The primary endpoint of CELIA was assessment of dose response for change from baseline on the Clinical Dementia Rating–Sum of Boxes (CDR-SB) at Week 76. Secondary and exploratory endpoints included additional clinical, biomarker and imaging measures, including cerebrospinal fluid tau biomarkers and tau positron emission tomography (PET). Additional information on the CELIA study design is available in the ClinicalTrials.gov listing for the CELIA study.

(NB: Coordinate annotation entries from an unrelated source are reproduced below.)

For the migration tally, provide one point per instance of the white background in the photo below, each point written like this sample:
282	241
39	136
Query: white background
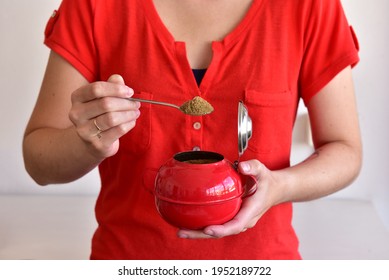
23	58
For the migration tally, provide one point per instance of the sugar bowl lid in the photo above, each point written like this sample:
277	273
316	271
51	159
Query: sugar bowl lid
245	128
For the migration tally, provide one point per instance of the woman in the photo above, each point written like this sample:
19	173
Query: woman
267	53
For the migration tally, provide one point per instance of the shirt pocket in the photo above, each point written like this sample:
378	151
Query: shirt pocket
272	117
138	140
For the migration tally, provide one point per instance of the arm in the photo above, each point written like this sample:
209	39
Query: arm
334	165
60	142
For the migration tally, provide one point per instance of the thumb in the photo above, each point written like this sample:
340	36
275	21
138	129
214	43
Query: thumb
117	79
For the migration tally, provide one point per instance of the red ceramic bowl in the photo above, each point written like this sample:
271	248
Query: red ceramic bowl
197	189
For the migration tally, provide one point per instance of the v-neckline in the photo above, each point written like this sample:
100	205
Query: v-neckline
179	47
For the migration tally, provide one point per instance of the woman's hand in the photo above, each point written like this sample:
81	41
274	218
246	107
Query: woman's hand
253	207
101	114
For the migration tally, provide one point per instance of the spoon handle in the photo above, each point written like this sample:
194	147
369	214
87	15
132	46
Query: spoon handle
154	102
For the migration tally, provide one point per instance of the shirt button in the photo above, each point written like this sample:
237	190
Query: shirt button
197	125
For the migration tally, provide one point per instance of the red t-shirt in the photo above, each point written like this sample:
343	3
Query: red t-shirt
282	50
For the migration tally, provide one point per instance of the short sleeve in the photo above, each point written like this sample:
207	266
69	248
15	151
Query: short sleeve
330	45
69	32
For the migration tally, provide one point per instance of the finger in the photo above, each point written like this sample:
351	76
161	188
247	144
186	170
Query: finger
193	234
251	167
108	137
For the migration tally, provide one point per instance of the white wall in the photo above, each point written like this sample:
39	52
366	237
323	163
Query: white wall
23	58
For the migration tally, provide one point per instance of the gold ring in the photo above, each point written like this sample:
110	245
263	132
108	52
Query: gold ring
98	128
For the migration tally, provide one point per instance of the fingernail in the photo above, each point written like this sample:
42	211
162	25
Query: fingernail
183	235
130	92
245	167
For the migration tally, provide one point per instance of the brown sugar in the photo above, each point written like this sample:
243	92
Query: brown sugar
197	107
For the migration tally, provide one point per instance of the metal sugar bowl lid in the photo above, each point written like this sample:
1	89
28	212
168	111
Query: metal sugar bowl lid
245	128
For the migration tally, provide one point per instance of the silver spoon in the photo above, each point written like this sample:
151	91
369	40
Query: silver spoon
195	107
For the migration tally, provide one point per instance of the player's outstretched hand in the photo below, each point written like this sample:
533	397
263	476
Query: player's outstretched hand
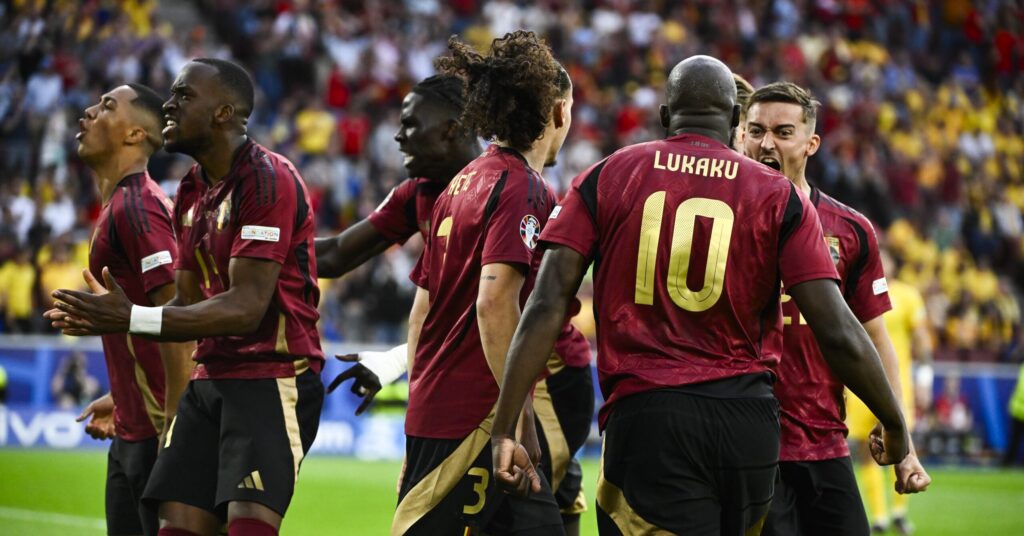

An ongoing long-term extension (LTE) study is continuing to evaluate the long-term safety, tolerability and durability of diranersen in early AD.
About Ionis Neurology
Ionis has been at the forefront of discovering and developing leading neurological disease medicines, including SPINRAZA® (nusinersen), the first approved treatment for spinal muscular atrophy, WAINUA® (eplontersen), a medicine to treat hereditary transthyretin-mediated amyloid polyneuropathy (ATTRv-PN), and QALSODY® (tofersen) for SOD1-ALS. The clinical-stage portfolio includes 13 investigational medicines, of which six are wholly owned by Ionis.
Ionis’ investigational portfolio includes medicines for which there are few or no disease modifying treatments, such as rare diseases including Angelman syndrome, prion disease, multiple system atrophy, Huntington’s disease and Alexander disease, as well as more common conditions such as Alzheimer’s disease.
About Ionis Pharmaceuticals, Inc.
For three decades, Ionis has invented medicines that bring better futures to people with serious diseases. Ionis currently has marketed medicines and a leading pipeline in neurology, cardiometabolic disease and select areas of high patient need. As the pioneer in RNA-targeted medicines, Ionis continues to drive innovation in RNA therapies in addition to advancing new approaches in gene editing. A deep understanding of disease biology and industry-leading technology propels our work, coupled with a passion and urgency to deliver life-changing advances for patients.